Our counterproductive drug policies have made the least toxic drug the
most expensive and the most toxic drug the least expensive.

"Least Toxic the Most Expensive"

While I agree with your claim about prohibition creating inflated prices for cannabis, your claim about pot smokers using drugs like meth when pot is prohibitively expensive doesn't bear up to the facts. The first use of drugs like meth, junk, cocaine, and other so-called "hard" drugs may be a matter of exposure: through friends and acquaintances who use them. Someone selling cannabis may very well be offering other wares, and curiosity may kill the cat, or at least get him strung out, but I seriously doubt the pot dealer who is also selling other stuff will give free samples to clients as a general thing.
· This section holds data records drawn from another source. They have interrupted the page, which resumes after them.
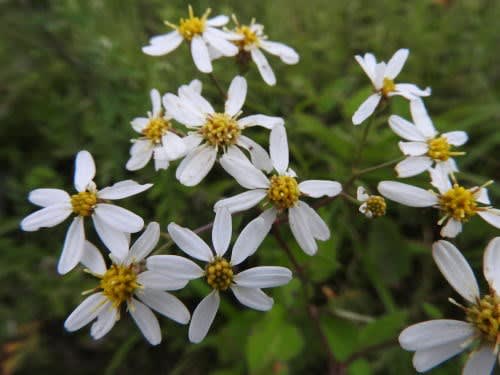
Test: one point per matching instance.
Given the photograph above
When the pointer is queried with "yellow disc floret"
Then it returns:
(156, 129)
(219, 274)
(458, 203)
(283, 192)
(83, 203)
(485, 316)
(220, 130)
(119, 283)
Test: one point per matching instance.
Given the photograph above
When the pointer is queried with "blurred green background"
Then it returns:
(72, 78)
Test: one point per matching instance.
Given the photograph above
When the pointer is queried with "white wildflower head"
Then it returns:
(220, 271)
(202, 33)
(112, 223)
(435, 341)
(127, 282)
(424, 146)
(382, 76)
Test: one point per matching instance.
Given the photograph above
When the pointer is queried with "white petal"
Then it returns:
(456, 138)
(253, 298)
(421, 119)
(145, 243)
(413, 165)
(166, 304)
(122, 189)
(236, 96)
(244, 173)
(48, 197)
(263, 66)
(199, 51)
(46, 217)
(249, 240)
(84, 170)
(85, 312)
(196, 165)
(92, 259)
(175, 266)
(432, 333)
(190, 242)
(163, 44)
(320, 188)
(118, 218)
(405, 129)
(203, 316)
(243, 201)
(160, 281)
(407, 194)
(396, 63)
(451, 229)
(491, 216)
(480, 361)
(146, 321)
(263, 277)
(455, 269)
(73, 246)
(366, 109)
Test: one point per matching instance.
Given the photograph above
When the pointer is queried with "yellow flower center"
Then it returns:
(485, 316)
(156, 129)
(388, 86)
(219, 274)
(459, 203)
(83, 203)
(284, 192)
(220, 130)
(376, 205)
(119, 283)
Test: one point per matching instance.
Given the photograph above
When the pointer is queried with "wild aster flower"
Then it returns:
(220, 273)
(250, 47)
(201, 33)
(127, 281)
(215, 132)
(112, 223)
(426, 146)
(372, 205)
(382, 76)
(281, 191)
(457, 203)
(435, 341)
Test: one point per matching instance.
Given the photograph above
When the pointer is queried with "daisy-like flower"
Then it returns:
(201, 33)
(425, 147)
(220, 273)
(372, 205)
(215, 132)
(281, 191)
(457, 203)
(382, 76)
(250, 47)
(127, 281)
(112, 223)
(435, 341)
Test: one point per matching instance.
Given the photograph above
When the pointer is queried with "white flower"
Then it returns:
(201, 33)
(127, 281)
(282, 191)
(457, 203)
(382, 76)
(251, 44)
(215, 131)
(372, 205)
(219, 273)
(112, 223)
(425, 146)
(435, 341)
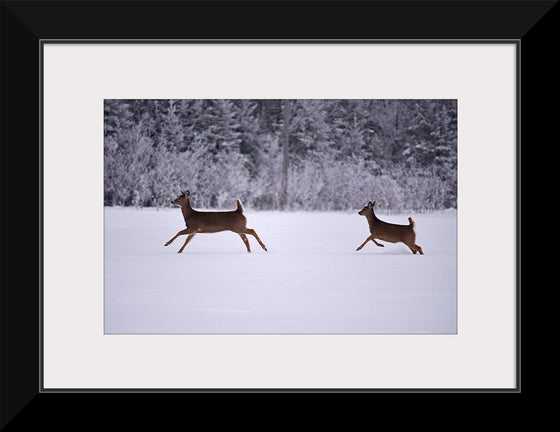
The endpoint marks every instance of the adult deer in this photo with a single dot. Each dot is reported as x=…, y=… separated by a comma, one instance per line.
x=208, y=222
x=389, y=232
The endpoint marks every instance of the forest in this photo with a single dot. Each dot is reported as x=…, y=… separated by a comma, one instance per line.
x=273, y=154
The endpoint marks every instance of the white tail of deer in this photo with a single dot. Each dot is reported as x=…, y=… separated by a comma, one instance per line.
x=389, y=232
x=209, y=222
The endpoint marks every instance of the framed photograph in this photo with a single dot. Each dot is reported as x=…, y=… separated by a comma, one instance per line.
x=353, y=198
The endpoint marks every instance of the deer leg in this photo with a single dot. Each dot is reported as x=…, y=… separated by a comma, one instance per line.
x=254, y=234
x=364, y=243
x=182, y=232
x=245, y=240
x=186, y=242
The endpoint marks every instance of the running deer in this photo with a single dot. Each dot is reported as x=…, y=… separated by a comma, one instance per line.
x=207, y=222
x=389, y=232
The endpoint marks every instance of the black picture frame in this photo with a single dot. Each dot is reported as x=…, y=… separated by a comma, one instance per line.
x=26, y=24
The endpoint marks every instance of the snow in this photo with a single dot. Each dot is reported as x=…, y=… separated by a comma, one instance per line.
x=311, y=281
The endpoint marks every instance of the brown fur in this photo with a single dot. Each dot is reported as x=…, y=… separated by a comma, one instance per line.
x=389, y=232
x=210, y=222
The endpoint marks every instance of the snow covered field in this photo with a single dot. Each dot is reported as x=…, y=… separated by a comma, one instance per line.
x=311, y=281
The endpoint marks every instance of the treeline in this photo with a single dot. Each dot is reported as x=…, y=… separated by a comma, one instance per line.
x=275, y=154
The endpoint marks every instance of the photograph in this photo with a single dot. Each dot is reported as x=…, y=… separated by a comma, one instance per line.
x=280, y=216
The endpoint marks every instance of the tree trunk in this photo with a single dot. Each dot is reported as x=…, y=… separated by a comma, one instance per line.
x=285, y=142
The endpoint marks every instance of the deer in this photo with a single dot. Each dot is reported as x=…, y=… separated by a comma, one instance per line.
x=211, y=222
x=389, y=232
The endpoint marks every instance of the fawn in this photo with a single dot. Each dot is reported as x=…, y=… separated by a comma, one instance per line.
x=208, y=222
x=389, y=232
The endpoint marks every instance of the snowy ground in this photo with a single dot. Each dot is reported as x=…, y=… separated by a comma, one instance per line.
x=310, y=281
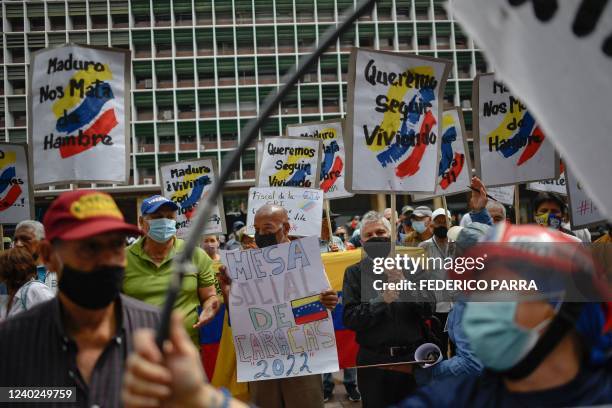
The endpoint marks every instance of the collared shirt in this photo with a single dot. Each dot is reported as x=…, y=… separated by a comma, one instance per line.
x=146, y=281
x=36, y=351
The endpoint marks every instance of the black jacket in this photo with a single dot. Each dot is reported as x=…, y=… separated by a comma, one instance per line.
x=377, y=324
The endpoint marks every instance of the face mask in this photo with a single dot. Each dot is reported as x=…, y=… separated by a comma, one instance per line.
x=91, y=290
x=419, y=226
x=377, y=247
x=161, y=229
x=440, y=231
x=548, y=220
x=494, y=336
x=266, y=240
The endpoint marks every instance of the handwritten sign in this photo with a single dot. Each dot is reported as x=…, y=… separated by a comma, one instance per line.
x=304, y=206
x=289, y=162
x=454, y=168
x=186, y=183
x=504, y=195
x=557, y=57
x=509, y=146
x=79, y=116
x=583, y=211
x=333, y=162
x=394, y=111
x=279, y=327
x=15, y=188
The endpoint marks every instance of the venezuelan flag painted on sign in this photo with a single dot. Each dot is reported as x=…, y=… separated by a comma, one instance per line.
x=219, y=356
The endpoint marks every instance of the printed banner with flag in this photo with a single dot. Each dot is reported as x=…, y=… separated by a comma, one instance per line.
x=79, y=115
x=219, y=356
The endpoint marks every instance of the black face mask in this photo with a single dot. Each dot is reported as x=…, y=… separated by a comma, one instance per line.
x=265, y=240
x=92, y=290
x=441, y=231
x=377, y=247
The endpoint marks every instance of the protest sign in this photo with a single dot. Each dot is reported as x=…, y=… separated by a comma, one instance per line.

That really depends on the relationship between dealer and customer. In my experience, people frequently buy from or through friends and acquaintances, and the closeness of this relationship might influence the desire for someone who only smokes pot to dabble with other proffered substances. Would a legal, regulated market for recreational drugs attenuate this process? Maybe to the degree that legalization eliminates clandestine sales. But who takes what drugs and why is a very complex question, and "exposure" is but one possible motivation in a wide range of them. Why do we get high and what kinds of highs do we want? Good luck answering that one in an online posting! I recommend reading Andrew Weil on that subject. I, being but one of many, believe that anyone ought to be free to get high in any way that suits him. It's a matter of individual freedom and autonomy--our bodies and minds are (or should be) our own! Any "collateral damage" caused by unhealthful drug habits should be considered a matter of personal responsibility and not a matter for law enforcement. If a junkie steals my television to buy some black tar heroin, he needs to be arrested for stealing my television. His motive for ripping me off is immaterial. Besides, if he were able to buy his junk at a pharmacy for a reasonable cost he might not be ripping off my teevee in the first place! But I digress.

In the main, though, I agree with you in principle--prohibition probably causes more problems than a free and well-regulated market may.